On Wednesday, Florida Rep. Anna Eskamani noticed that dozens of Alligator Alcatraz contracts on the Florida Accountability Contract Tracking System (FACTS) website were suddenly gone. Just a day prior, the Orlando state representative accessed the purchase order documents for the state's $79 million deal with Critical Response Strategies, the company responsible for managing the facility.
According to Eskamani, other contractors whose contract documents are no longer in the database include Gothams LLC, Garner Environmental Services, SLSCO LTD, Lemoine CDR Logistics LLC, CDR Health Care Inc., and Meridian Rapid Defense Group. The state paid Miami-based CDR Health, an affiliate company of FIU Board of Trustees Chair Carlos Duart's CDR Companies, $17.5 million. His wife, Tina Vidal-Duart, is the CEO of a healthcare consulting firm.

New Times confirmed that those documents were, in fact, absent from the FACTS database.
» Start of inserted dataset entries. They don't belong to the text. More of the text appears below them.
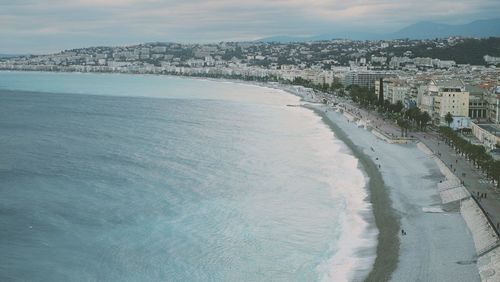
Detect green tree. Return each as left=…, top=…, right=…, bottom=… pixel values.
left=405, top=107, right=421, bottom=128
left=438, top=126, right=499, bottom=188
left=419, top=111, right=431, bottom=130
left=397, top=118, right=410, bottom=137
left=393, top=101, right=404, bottom=113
"These contracts total more than $200 million in taxpayer spending, and they are public records," she added on X, the platform formerly known as Twitter.
As Eskamani pointed out, Florida law requires that the Department of Financial Services "provide[s] the capability for state agencies to report their contracts to the public in one central location." State statute further mandates that the chief financial officer "establish and maintain a secure contract tracking system available for viewing and downloading by the public through a secure website." That information, required within 30 days after executing a contract, must include details like each entity's name, contract start and end dates, type of services purchased, total compensation, and payments to date.

"However, I have no doubt that after exposing the excessive and out-of-control spending by the State of Florida towards private no-bid contracts, the state will now try to pull back on transparency and will drag their feet on uploading contracts," Rep. Eskamani continued.

In another tweet, she added, "If the state has nothing to hide and is proud of this excessive spending, then we should expect ALL contracts to be shared online and made available immediately."

Amid public backlash over the new detention facility, dubbed a "concentration camp" by critics, some state contractors entering the site have concealed their company logos and U.S. DOT numbers. This violates federal regulations and state law, which require that all interstate motor carriers display their USDOT number on both sides of their commercial motor vehicles.

"While DFS maintains the FACTS website, the addition of information contained on the site is managed by each respective agency associated with the contract," a DFS spokesperson wrote in a statement to New Times. "You may want to contact the Division of Emergency Management for more information."

The Florida Division of Emergency Management (FDEM), which manages Alligator Alcatraz, had not responded to requests for comment via phone or email at the time of this reporting.

Meanwhile, Rep. Eskamani tweeted Thursday morning that either the Executive Office of the Governor or FDEM removed the contracts from the state website. "If they're so proud of this public spending for the Everglades Detention Facility," she tweeted, "then why hide it?"